A software system needs to be organized in a manner that encapsulates its sub-parts into pieces that can be used to control the scope for testing and changes. All of the related code, configurations and static data must be placed together in a specific location that is consistent with the organization of the rest of the system. Changes to the system are scoped and the minimal number of tests is completed to verify their correctness. Consistency is required to allow programmers the ability to infer system wide behavior from specific sub-sections of code.
The constant rate of change for hardware and software is sufficiently fast enough that any existing system that is no longer in active development starts to 'rust'. That is, after some number of years it has slipped so far behind its underlying technologies that it becomes nearly impossible to upgrade. As such, any system in active operation also needs to maintain some development effort as well. It doesn't have to be major extensions, but it always necessary to keep moving forward on the versions. Because of this it is important that a system be well-organized so that at very least, any changes to a sub-part of a system can be completed with the confidence that it won't affect the whole. This effectly encapsulates the related complexities away from the rest of the code. This allows any change to be correctly scoped so that the whole system does not need a full regression test. In this manner, it minimizes any ongoing work to a sub-part of the system. The core of a software architecture is this necessary system-wide organization. Beyond just rusting, most systems get built under sever enough time constraits that it takes a very long time and a large number of releases before the full breath of functionality has been implemented. This means that there are ongoing efforts to extend the functionality. Having a solid architecture reduces the amount of work required to extend the system and provides the means to limit the amount of testing necessary to validate the changes.

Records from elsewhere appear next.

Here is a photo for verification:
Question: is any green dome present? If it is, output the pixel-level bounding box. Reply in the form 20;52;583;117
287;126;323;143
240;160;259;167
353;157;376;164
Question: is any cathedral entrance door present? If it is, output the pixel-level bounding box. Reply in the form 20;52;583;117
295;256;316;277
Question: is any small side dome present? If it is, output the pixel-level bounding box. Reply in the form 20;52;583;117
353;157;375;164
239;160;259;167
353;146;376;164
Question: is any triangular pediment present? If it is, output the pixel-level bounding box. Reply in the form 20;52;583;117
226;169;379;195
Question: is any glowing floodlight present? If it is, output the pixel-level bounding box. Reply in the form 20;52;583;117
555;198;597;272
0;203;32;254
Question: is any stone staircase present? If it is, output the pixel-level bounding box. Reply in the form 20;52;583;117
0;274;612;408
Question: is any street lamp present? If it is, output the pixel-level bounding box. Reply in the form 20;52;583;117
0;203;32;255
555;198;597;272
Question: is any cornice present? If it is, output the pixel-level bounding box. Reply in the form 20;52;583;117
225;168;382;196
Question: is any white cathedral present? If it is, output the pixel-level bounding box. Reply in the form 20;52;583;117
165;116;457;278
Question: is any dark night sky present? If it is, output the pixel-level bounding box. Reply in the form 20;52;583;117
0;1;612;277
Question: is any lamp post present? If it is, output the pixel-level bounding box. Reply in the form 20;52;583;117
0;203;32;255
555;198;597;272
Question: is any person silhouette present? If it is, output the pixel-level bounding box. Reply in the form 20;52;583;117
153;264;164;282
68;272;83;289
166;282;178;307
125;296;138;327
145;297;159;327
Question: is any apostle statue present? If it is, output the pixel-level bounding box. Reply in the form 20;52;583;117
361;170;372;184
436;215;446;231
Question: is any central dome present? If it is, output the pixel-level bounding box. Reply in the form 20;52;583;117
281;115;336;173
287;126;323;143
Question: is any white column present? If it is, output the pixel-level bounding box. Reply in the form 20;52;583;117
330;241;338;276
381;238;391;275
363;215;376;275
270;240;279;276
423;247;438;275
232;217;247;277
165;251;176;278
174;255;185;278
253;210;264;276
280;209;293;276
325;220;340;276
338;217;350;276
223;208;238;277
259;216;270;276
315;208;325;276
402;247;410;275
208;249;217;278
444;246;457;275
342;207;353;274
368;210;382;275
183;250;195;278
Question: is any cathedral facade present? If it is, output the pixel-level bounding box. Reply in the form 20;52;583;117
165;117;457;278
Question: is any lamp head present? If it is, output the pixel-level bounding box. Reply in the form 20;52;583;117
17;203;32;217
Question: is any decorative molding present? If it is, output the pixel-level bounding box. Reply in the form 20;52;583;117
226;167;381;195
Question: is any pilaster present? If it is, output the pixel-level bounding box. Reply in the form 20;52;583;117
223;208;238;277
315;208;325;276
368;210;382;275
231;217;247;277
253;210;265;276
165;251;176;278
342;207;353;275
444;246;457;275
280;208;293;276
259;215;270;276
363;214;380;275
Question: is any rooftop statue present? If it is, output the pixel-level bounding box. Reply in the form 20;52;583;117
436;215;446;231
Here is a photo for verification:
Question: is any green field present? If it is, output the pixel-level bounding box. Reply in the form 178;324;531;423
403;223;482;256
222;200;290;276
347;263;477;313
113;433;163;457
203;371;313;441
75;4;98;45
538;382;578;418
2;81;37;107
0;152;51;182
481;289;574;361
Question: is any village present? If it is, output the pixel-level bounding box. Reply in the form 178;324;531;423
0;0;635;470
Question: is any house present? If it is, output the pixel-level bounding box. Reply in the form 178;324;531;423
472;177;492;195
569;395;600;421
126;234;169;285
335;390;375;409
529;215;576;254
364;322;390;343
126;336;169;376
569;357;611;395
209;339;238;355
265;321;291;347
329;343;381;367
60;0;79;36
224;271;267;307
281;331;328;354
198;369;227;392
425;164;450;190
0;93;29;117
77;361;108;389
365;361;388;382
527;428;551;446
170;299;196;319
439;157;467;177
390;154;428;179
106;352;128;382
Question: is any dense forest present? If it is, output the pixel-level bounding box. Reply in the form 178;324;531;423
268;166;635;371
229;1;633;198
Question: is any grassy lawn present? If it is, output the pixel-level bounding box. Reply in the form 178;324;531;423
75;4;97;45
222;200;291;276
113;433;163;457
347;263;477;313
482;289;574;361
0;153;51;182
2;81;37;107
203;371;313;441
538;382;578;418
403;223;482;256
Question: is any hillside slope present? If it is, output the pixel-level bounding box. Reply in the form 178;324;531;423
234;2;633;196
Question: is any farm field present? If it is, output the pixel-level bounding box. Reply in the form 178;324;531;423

There are lots more implicit non-user requirements, but these are the ones that I commonly see violated on a regular basis. With continuously decreasing time expectations, it is understandable why so many people are looking for shortcuts, but these never come for free so there are always consequences that appear later. If these implicit requirements are correctly accounted for in the specifications of the system, the technical debt is contained so that the operations and ongoing development of the system is minimized. If these requirements are ignored, ever-increasing hurdles get introduced which compromise the ability to correctly mange the system and make it significantly harder to correct later.